Will any kind of fishfood be okay to add to the tank? The kind that my betta really loves is Hikari's Micro Pellets. They are really tiny! They are a bit bigger then a grain of salt. Would this be to small to add to the tank until I can put my boy back in there? I do have the Hikari Bio-Gold pellets but they don't sink to the bottom.


----------



## Homer_Simpson (Apr 2, 2007)

aquabillpers said:


> ...Of course, rapid and large changes in pH, like any other variable, can be harmful...Most of the fish we buy are many generations removed from the wild and have adapted to a variety of water conditions...
> Bill


Exactly! You can google this subject to death and you will see that the consensus based on peoples' experiences is that fluctuations in PH from high to low over short periods of time is what is more likely to kill fish rather than what is considered ideal or not ideal PH for fish. My 40 gallon tank was set up over 7 years ago and the PH is 8-8.5. This is largely due to the fact that the guy who sold me the tank and who set it up decided to add sea shells to the gravel. If you research my fish, you would see that the PH in my tank is much higher than what would be considered an "ideal range" for these fish. Yet they have survived and remain alive and healthy for over 7 years. So, how can that be??? Simply, the PH does not fluctuate too much from 8-8.5 and the fish have adapted or acclimatized to that PH level.
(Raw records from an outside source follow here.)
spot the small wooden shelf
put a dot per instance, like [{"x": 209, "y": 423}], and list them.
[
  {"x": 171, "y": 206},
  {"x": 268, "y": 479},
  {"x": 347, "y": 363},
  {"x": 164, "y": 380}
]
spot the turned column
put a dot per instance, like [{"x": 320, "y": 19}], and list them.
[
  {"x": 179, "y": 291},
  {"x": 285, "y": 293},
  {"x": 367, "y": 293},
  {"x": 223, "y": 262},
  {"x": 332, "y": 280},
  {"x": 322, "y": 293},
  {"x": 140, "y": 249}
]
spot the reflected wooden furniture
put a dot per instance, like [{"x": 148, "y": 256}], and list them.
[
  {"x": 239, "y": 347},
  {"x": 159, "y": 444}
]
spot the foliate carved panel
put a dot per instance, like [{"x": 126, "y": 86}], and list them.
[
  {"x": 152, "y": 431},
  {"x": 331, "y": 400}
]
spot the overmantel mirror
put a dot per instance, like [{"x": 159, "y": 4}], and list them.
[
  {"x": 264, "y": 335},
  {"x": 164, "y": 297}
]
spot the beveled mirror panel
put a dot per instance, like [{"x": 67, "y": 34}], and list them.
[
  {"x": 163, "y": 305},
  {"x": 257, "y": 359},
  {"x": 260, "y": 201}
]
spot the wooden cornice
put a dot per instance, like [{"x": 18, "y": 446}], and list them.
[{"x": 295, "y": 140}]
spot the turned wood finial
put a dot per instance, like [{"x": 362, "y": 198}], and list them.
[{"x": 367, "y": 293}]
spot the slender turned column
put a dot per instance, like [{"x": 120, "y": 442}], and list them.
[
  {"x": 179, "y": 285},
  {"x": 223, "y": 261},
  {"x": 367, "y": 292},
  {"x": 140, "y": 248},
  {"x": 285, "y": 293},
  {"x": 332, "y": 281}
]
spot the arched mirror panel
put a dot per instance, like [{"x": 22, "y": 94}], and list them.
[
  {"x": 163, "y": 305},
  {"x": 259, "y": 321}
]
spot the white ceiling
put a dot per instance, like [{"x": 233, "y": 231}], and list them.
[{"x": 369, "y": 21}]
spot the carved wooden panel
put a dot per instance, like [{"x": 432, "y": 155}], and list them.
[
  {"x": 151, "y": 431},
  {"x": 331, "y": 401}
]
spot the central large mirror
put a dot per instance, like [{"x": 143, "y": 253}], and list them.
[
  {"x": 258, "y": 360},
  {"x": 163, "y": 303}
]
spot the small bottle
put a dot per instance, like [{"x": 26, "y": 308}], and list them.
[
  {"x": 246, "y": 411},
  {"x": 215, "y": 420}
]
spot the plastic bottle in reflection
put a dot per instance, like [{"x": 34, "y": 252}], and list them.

If you are still concerned about the PH, then research fish and purchase those that are known to do well with your tank's PH. Perhaps Black Skirt Tetras which are known to tolerate PH ranges from 5.5 to 8.5.

Good Luck


----------



## rohape (Feb 7, 2005)

I would think that any food would be better than no food. Keep that snail in there and throw in some food. Not the whole bottle though. 
Another thing (don't know how feasible this would be for you) would be to get some of the mulm that has accumulated in your 2.5 and add that. It should give a decent jump start to the soil.


----------



## Red_Rose (Mar 18, 2007)

Homer_Simpson said:


> Exactly! You can google this subject to death and you will see that the consensus based on peoples' experiences is that fluctuations in PH from high to low over short periods of time is what is more likely to kill fish rather than what is considered ideal or not ideal PH for fish. My 40 gallon tank was set up over 7 years ago and the PH is 8-8.5. This is largely due to the fact that the guy who sold me the tank and who set it up decided to add sea shells to the gravel. If you research my fish, you would see that the PH in my tank is much higher than what would be considered an "ideal range" for these fish. Yet they have survived and remain alive and healthy for over 7 years. So, how can that be??? Simply, the PH does not fluctuate too much from 8-8.5 and the fish have adapted or acclimatized to that PH level.
> 
> If you are still concerned about the PH, then research fish and purchase those that are known to do well with your tank's PH. Perhaps Black Skirt Tetras which are known to tolerate PH ranges from 5.5 to 8.5.
> 
> Good Luck


So even though a ph of 6.5-7.5 is considered "ideal" for bettas, as long as it's stable, he would adapt to it being at 8.2? I think I can live with that.  I do know of people that have kept bettas in alkaline water and have had no problems. I just figured it would be best to try to lower the ph for him since a more neutral ph is suppose to be better for bettas.



rohape said:


> I would think that any food would be better than no food. Keep that snail in there and throw in some food. Not the whole bottle though.
> Another thing (don't know how feasible this would be for you) would be to get some of the mulm that has accumulated in your 2.5 and add that. It should give a decent jump start to the soil.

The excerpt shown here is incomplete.